Lihat ke Halaman Asli

Yon Bayu

TERVERIFIKASI

memaknai peristiwa dari sudut pandang berbeda | menolak kampanye kebencian atas nama agama

Ini yang Terjadi jika Pilgub Jakarta Tanpa Ahok

Diperbarui: 24 Mei 2016   19:05

Kompasiana adalah platform blog. Konten ini menjadi tanggung jawab bloger dan tidak mewakili pandangan redaksi Kompas.

Gubernur DKI Jakarta Basuki Tjahaja Purnama. (KOMPAS.com/ GLORI K WADRIANTO)

Harus diakui, gebyar pemilihan gubernur dan wakil gubernur DKI Jakarta 2017 sangat semarak karena keikutsertaan calon petahana Basuki Tjahaya Purnama (Ahok). Terlebih ketika Ahok memutuskan untuk maju melalui jalur independen. Banyak pihak merasa tertampar karena sebelumnya tidak terpikirkan oleh para politisi dan pengamat munculnya calon dengan membawa tiga minoritas sekaligus yakni beretnis China, beragama Kristen Protestan dan beretnis Belitung.

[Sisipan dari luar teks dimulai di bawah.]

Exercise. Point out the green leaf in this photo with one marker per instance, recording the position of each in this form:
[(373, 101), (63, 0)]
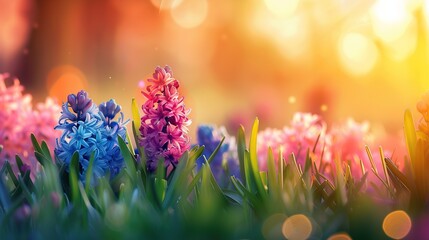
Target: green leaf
[(20, 164), (272, 180), (410, 134), (130, 166), (160, 189), (36, 145), (73, 177), (395, 173), (241, 148), (135, 113), (89, 172), (46, 152), (254, 159)]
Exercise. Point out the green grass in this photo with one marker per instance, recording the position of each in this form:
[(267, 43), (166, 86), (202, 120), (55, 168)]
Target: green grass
[(188, 203)]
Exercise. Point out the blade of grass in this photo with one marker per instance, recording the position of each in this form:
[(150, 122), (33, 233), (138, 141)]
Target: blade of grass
[(73, 177), (89, 172), (130, 166), (410, 134), (241, 148)]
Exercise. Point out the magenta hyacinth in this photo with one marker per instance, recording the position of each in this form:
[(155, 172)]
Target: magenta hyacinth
[(164, 125), (19, 119)]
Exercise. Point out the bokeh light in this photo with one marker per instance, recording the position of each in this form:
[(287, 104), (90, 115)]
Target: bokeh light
[(340, 236), (282, 8), (272, 227), (166, 4), (397, 224), (297, 227), (358, 53), (390, 19), (64, 80), (190, 13)]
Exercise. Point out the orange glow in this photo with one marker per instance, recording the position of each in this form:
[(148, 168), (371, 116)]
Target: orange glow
[(390, 19), (64, 80), (397, 224), (297, 227), (272, 227), (282, 8), (340, 236), (190, 13), (358, 53)]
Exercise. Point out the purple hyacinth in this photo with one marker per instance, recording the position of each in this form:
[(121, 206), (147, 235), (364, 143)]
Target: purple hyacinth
[(89, 129), (164, 124)]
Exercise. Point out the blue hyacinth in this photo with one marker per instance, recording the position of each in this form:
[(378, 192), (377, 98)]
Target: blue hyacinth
[(225, 162), (90, 129)]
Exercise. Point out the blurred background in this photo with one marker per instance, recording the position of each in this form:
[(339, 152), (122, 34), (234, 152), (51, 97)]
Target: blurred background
[(236, 60)]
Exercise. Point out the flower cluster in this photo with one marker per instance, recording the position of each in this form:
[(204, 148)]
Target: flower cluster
[(302, 135), (344, 141), (88, 129), (423, 108), (164, 124), (19, 120), (225, 161)]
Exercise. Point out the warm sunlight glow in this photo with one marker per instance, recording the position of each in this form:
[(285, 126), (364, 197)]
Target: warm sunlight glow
[(397, 224), (282, 8), (190, 13), (297, 227), (390, 19), (358, 53)]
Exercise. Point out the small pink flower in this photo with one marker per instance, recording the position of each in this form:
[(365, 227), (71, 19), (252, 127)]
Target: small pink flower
[(20, 120), (164, 124), (302, 136)]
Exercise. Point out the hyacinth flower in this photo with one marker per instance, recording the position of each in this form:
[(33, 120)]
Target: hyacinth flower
[(19, 120), (226, 160), (164, 124), (270, 138), (88, 128), (301, 136), (307, 132), (349, 141)]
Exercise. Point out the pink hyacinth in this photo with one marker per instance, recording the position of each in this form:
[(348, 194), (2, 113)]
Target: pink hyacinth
[(270, 137), (164, 125), (348, 144), (19, 120), (302, 136), (297, 138)]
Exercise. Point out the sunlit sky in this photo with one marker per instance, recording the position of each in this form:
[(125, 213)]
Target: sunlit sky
[(235, 59)]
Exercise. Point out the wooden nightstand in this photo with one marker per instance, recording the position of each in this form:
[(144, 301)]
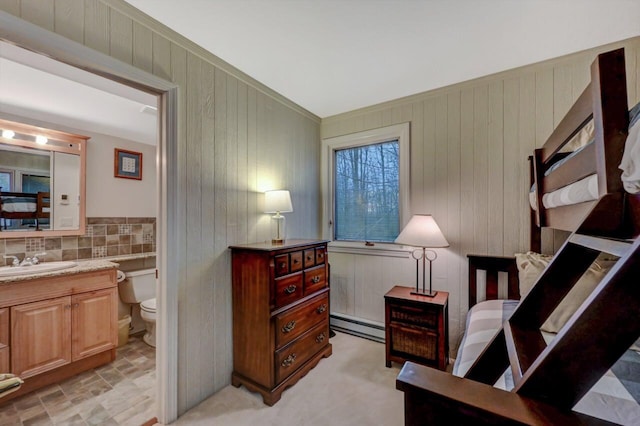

Para politisi semakin ‘panas’ hatinya manakala elektabilitas Ahok melejit melebihi partai politik. Dalam waktu singkat, Ahok kemudian berhasil berhasil mengumpulkan dukungan dari warga DKI dengan jumlah melebihi perolehan suara partai-partai besar. Dengan elektabilitas sekitar 50 persen berdasarkan survey Populi Center yang digawangi Suny Tanuwidjaja dan Cyrus Network yang menjadi penyandang dana awal berdirinya Teman Ahok- organisasi yang bertugas mengumpulkan copy KTP dan dukungan warga DKI untuk pencalonan Ahok, maka dengan mudah Ahok akan mengalahkan siapa pun calon yang diusung oleh partai politik, baik PDIP, Gerindra, PKS, Demkorat Golkar, PKB, PPP maupun PAN, atau bahkan gabungan seluruh partai politik tersebut- minus Nasdem dan Hanura yang sudah jauh-jauh hari mendukung Ahok.

Antusiasme warga untuk terlibat dalam hajat demokrasi lima tahunan di Jakarta juga terlihat sangat tinggi. Selain di mall-mall, posko Teman Ahok banyak didirikan di pemukiman penduduk, terutama dekat gereja seperti di daerah Kramat 5 Jakarta Pusat, tepatnya di depan Gereja Gideon. Belum lagi keriuhan yang terjadi di media-media mainstream dalam jaringan maupun media sosial serta blog keroyokan semacam Kompasiana. Tensinya lebih tinggi dibanding Pilgub 2012, apalagi 2007. Suka atau tidak, diakui maupun tidak, Ahok telah membawa fenomena tersendiri dalam kancah perpolitikan di tanah air, khususnya di Jakarta.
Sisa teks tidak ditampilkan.